Per alcuni leggere vuol dire trasformare correttamente segni in suoni, senza necessariamente comprendere quello che è stato letto. Negli ultimi 150 anni la scuola ha fornito questa capacità ai cittadini, ma oggi ciò non basta più. Per vivere in una società delle lettere bisogna anche comprendere, valutare, usare e farsi coinvolgere dai testi che si leggono, e ciò per intervenire attivamente nella società, per raggiungere i propri obiettivi e per sviluppare le proprie conoscenze e potenzialità. Chi non lo sa fare è detto analfabeta funzionale. In Italia ci sono tanti analfabeti funzionali. Perché?

Le cause sono molteplici e tra loro interconnesse a cominciare dal modesto grado di istruzione della popolazione italiana (figura 1) e da una scarsa propensione alla lettura. 

Grado di istruzione della popolazione italiana

Il basso livello culturale della popolazione è quindi causa ed effetto del diffuso analfabetismo funzionale. Se un bambino vive in una famiglia dove i genitori sono analfabeti funzionali, con basso titolo di studio e non leggono nemmeno un libro all’anno, ci sono poche possibilità che abbia i prerequisiti necessari per iniziare un percorso di apprendimento della lettura. Non ha un vocabolario adeguato, non è abituato a usare il linguaggio per conversare, non distingue chiaramente i suoni della lingua italiana, non è abituato alla narrazione: insomma è un bambino vissuto in un ambiente sfavorevole alla creazione dei presupposti per la lettura.

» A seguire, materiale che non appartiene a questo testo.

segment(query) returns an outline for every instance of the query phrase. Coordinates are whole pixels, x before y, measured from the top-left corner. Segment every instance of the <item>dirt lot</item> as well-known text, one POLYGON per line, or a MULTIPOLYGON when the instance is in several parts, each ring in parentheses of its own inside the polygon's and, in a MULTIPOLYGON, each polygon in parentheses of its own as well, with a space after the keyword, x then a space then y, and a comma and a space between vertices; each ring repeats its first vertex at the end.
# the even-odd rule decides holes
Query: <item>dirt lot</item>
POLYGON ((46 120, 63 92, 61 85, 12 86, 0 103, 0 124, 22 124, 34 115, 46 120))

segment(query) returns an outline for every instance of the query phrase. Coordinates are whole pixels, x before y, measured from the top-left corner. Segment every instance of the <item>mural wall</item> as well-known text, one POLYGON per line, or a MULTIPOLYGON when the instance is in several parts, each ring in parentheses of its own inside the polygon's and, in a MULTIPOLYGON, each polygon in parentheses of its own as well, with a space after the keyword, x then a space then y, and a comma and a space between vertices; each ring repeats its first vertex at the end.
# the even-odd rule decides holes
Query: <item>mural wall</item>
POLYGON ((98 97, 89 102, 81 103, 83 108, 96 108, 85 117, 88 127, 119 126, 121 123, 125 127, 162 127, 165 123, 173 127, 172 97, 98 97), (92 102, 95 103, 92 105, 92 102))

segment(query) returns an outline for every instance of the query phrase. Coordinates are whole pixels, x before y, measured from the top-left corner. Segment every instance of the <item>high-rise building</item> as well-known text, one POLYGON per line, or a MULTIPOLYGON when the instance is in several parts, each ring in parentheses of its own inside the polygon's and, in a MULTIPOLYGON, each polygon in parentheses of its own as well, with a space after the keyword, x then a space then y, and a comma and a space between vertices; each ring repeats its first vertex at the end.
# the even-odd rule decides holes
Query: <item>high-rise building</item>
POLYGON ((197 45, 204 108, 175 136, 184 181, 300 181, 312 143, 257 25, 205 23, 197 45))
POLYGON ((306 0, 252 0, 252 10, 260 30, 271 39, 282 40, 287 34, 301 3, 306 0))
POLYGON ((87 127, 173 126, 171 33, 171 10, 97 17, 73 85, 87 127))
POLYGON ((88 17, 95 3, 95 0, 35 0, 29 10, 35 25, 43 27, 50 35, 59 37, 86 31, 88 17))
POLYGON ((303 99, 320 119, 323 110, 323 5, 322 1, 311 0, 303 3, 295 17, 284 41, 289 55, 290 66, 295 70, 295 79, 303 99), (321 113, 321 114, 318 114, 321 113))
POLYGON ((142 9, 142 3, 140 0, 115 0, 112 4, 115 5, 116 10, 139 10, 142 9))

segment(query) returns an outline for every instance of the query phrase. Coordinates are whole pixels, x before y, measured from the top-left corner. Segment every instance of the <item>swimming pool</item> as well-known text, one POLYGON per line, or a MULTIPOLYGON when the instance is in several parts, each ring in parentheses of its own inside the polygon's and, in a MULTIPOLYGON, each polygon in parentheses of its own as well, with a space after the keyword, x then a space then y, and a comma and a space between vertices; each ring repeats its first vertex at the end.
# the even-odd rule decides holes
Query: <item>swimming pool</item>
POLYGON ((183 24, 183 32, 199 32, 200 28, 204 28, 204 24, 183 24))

All’ingresso della scuola si dà per scontato che tutti i bambini siano alla pari per iniziare ad apprendere lettura e scrittura. Non è così: alcuni non sono proprio in grado di leggere, come i bambini dislessici (5%), altri provengono da famiglie povere o deprivate culturalmente, altri ancora, pur provenendo da famiglie borghesi, per motivi diversi non hanno acquisito i prerequisiti necessari. Questa situazione spiega l’alto grado di abbandono scolastico negli anni successivi. E qui veniamo ad un’altra causa del mediocre livello culturale degli italiani.

I governi che si sono succeduti dalla metà del Novecento in poi non hanno saputo o voluto gestire il necessario passaggio da una scuola di élite a una scuola di massa di qualità e hanno varato riforme parziali nel tentativo di usare per tutti un impianto scolastico pensato per pochi. Per esempio, nella prassi scolastica, l’apprendimento della lettura è sempre legato all’apprendimento della scrittura manuale, si insegna a leggere mentre si insegna a scrivere, si parla perciò di lettoscrittura. Ciò ha funzionato abbastanza bene nella scuola d’élite, ma in una scuola di qualità e di massa è necessario diminuire le difficoltà di apprendimento (non l’apprendimento!) e quindi sarebbe opportuno insegnare la lettura indipendentemente dalla scrittura, che potrebbe essere appresa in un secondo tempo. In questo modo le difficoltà legate alla lettura sarebbero disgiunte da quelle legate alla scrittura.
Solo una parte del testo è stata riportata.